The Turkish Republic of Northern Cyprus provided licenses for TPAO’s exploration, and Ankara claims that it is only preserving the rights of Cypriot Turks in its actions. Turkey’s activities have been denounced as provocative and illegal by the Cypriot government and the United Nations.
Turkey’s foreign minister was quoted as saying, “If you get such decisions [EU sanctions] targeting Turkey, we will strengthen our operations.” avuşolu said. Three ships are already in the East Mediterranean, and a fourth is on its way. We’re in charge of what happens on our own continental shelf.
Diplomatic and economic sanctions are put in place by the UN
By “continuing and new illegal drilling activities,” the European Council (EC) stated that it would postpone negotiations with Turkey on the proposed Comprehensive Air Transport Agreement and put on hold high-level discussions with Ankara. Avuşoglu was referring to these measures.
Pre-accession aid for Turkey would be cut by the European Commission as well. To help Turkey get ready for membership in the European Union in the future, an EU ambassador told Reuters that Ankara could lose 150 million euros of the 400 million euros the bloc has set aside for 2020.
The largest multilateral lender globally, the European Investment Bank, was also requested by the European Foreign Affairs Council to examine its activities in Turkey, particularly concerning sovereign-backed loans.
In a usual rebellious mindset, Turkey argued that any EU sanctions would not impede its drilling activity.
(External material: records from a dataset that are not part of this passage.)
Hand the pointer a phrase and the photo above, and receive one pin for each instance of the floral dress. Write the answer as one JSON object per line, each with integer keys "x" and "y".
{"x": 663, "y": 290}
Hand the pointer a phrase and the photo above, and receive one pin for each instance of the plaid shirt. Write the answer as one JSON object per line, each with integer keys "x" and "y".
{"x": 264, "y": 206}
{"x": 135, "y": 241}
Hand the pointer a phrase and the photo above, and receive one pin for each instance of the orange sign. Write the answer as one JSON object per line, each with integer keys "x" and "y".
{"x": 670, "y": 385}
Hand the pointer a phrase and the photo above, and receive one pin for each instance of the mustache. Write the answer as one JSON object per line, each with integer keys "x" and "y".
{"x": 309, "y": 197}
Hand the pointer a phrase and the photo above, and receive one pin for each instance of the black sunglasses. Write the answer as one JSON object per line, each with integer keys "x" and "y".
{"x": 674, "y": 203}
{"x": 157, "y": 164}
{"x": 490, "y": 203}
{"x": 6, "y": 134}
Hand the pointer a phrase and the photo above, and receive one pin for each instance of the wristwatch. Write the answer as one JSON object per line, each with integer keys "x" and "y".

“The decisions agreed yesterday (15 July) by the EU Foreign Affairs Council will in no way impact Turkey’s commitment to continue its hydrocarbon activities in the Eastern Mediterranean,” the Turkish foreign ministry said.
According to this statement, “These conclusions indicate how prejudiced and discriminatory the EU is towards Cyprus as they do not make reference to the Turkish Cypriots, who have full equality over Cyprus’ natural resources despite the fact that they are present in Cyprus.”
Turkey’s proposal to share gas reserves with Cyprus has also been rejected by Cyprus, labeling it a thinly-disguised attempt to distract from the necessity for peace negotiations. The most recent round of talks aiming at reuniting Cyprus failed at the beginning of July.
To protect our continental shelf rights and the equal rights of the Turkish Cypriots, who are also co-owners of Cyprus, the Turkish Foreign Ministry said, “We have repeatedly emphasized that our hydrocarbon activities in the Eastern Mediterranean have two dimensions.” The Turkish Foreign Ministry went on to say.
As a result, our country will continue to increase its efforts to safeguard its own rights as well as those of Turkish Cypriots. There is no word from the EU, which has not maintained its pledges to the Turkish Cypriots since April 26, 2004.”